A prehistoric monument has become the stage for a modern debate about protest, politics, and the planet. This week, three members of Just Stop Oil walked free from Salisbury Crown Court after being cleared of causing a public nuisance for spraying Stonehenge with a harmless orange powder last summer.
The verdict — six hours in deliberation — marks another moment in the long, uneasy dance between activism and the law. Rajan Naidu, 74, Oxford student Niamh Lynch, 23, and Luke Watson, 36, had all admitted taking part in the action on 19 June 2024, the day before the summer solstice. However, they denied that their protest constituted vandalism.
Their bright-orange gesture — made with colour blasters filled with cornflour, talc, and dye — was over in minutes. The stones were swiftly cleaned for £620, leaving no permanent trace. Still, the image of Stonehenge cloaked in a haze of orange made global headlines. For some, it was an act of desecration; for others, a vivid reminder of what’s at stake in the climate crisis.
Prosecutors described the protest as “carefully planned vandalism”, arguing that the trio had caused serious annoyance and distress to the public and risked disrupting one of Britain’s most symbolic sites. The defendants countered that they had acted peacefully and with care — even researching biodegradable materials to ensure no damage to the stones. Their aim, they said, was to confront the government’s inaction on fossil fuels, not history itself.
The case hinged on a familiar but fraught question: how far can protest go before it becomes criminal? The defence cited Articles 10 and 11 of the European Convention on Human Rights — freedom of expression and the right to protest. The judge, Paul Dugdale, told the jury to consider whether convicting the activists would be a “proportionate interference” with those rights. “Everyone’s entitled to express their own opinion,” he said, “even if we disagree.”

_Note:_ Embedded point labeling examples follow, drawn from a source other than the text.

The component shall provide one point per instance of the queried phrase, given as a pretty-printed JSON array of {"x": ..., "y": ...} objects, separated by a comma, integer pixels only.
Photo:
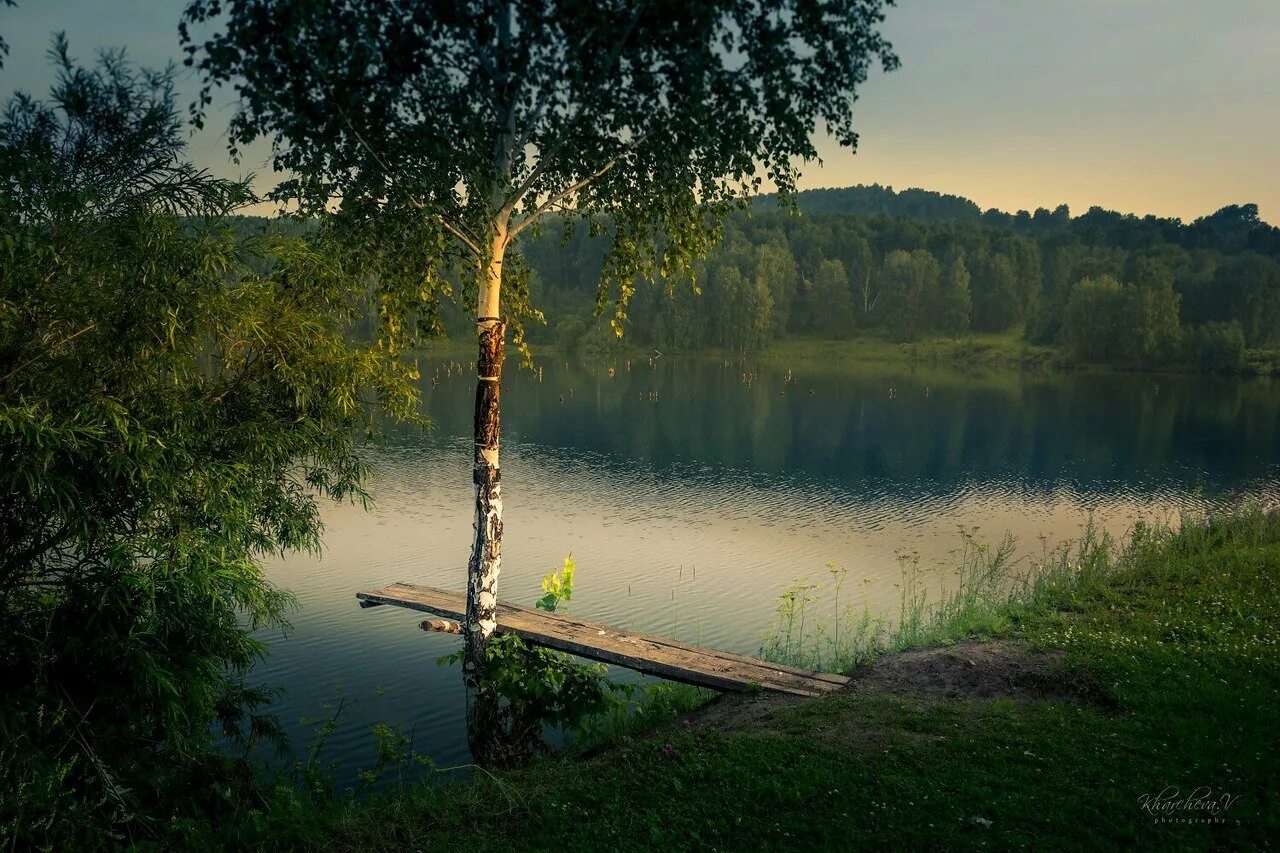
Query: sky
[{"x": 1164, "y": 106}]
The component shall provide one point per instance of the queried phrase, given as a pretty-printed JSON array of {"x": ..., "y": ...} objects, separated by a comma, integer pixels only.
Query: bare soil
[{"x": 965, "y": 671}]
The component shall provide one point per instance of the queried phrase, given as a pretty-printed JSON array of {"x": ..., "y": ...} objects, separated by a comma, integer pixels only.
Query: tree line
[{"x": 1109, "y": 287}]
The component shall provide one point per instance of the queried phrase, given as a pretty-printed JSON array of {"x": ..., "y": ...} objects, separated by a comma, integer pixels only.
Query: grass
[{"x": 1178, "y": 630}]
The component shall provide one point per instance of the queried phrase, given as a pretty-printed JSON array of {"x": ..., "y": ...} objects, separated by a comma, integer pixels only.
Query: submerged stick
[{"x": 440, "y": 625}]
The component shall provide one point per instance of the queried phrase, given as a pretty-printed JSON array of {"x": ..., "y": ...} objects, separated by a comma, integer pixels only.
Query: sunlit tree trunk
[{"x": 487, "y": 544}]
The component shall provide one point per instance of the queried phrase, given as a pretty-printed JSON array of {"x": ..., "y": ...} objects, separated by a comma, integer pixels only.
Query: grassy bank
[
  {"x": 1004, "y": 350},
  {"x": 1165, "y": 738}
]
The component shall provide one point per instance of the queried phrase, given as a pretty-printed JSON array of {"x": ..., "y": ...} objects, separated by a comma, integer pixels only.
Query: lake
[{"x": 693, "y": 491}]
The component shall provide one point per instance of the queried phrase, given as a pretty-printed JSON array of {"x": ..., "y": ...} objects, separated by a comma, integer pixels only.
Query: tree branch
[
  {"x": 457, "y": 231},
  {"x": 561, "y": 196}
]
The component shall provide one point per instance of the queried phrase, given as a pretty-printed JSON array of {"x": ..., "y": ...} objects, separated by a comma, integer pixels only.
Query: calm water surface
[{"x": 693, "y": 491}]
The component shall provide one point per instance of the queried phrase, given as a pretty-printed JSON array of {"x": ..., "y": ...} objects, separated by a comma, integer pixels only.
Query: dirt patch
[
  {"x": 997, "y": 670},
  {"x": 982, "y": 671}
]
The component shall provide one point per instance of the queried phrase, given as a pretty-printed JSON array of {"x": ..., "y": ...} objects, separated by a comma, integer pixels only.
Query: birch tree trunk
[{"x": 485, "y": 560}]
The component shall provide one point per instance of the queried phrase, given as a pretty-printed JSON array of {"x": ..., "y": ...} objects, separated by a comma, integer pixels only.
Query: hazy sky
[{"x": 1168, "y": 106}]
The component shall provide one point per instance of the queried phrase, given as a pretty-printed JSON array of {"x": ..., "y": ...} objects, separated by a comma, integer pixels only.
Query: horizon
[{"x": 991, "y": 101}]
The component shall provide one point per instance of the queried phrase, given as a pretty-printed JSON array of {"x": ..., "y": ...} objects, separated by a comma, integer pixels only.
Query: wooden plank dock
[{"x": 643, "y": 652}]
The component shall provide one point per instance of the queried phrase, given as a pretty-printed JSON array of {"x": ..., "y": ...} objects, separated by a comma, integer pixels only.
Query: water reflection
[{"x": 690, "y": 492}]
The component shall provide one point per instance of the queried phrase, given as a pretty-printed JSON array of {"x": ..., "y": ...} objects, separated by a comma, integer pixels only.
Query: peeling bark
[{"x": 487, "y": 546}]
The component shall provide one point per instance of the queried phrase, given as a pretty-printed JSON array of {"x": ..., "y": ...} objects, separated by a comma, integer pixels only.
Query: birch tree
[{"x": 443, "y": 131}]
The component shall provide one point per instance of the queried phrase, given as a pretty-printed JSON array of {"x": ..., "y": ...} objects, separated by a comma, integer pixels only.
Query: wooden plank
[{"x": 645, "y": 653}]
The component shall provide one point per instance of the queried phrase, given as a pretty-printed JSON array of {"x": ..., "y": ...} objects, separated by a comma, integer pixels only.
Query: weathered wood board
[{"x": 645, "y": 653}]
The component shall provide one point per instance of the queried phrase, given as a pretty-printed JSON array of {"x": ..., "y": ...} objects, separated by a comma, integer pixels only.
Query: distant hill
[
  {"x": 1234, "y": 228},
  {"x": 869, "y": 200}
]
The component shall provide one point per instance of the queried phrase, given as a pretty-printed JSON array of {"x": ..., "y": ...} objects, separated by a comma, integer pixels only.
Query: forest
[{"x": 1106, "y": 287}]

It’s a delicate balance, and one that the courts are now being asked to strike with growing frequency. The UK government has made no secret of its frustration with disruptive protests, tightening legislation around public nuisance and giving police greater powers to intervene. Yet cases like this one show that juries remain reluctant to equate protest with crime, especially when no harm is done.
After the verdict, the three activists embraced quietly in the dock — a small, human moment amid months of political noise. Outside the court, their solicitor Francesca Cociani called the prosecution “an affront to the right to protest,” describing the outcome as a victory for free expression. “Time and time again,” she said, “we’re seeing that right eroded.”
The protest itself now feels like an echo from another era — pre-election, pre-Leipzig floods, pre-everything — but its imagery endures. The ancient stones standing motionless under a dusting of orange became, for a day at least, a kind of accidental artwork: half ritual, half provocation.
Whether one sees the act as art, activism, or nuisance depends mainly on where one stands — politically and philosophically. But the acquittal at least acknowledges something fundamental yet increasingly contested: that the right to dissent, to make a visible mark of disagreement, still has a place in public life.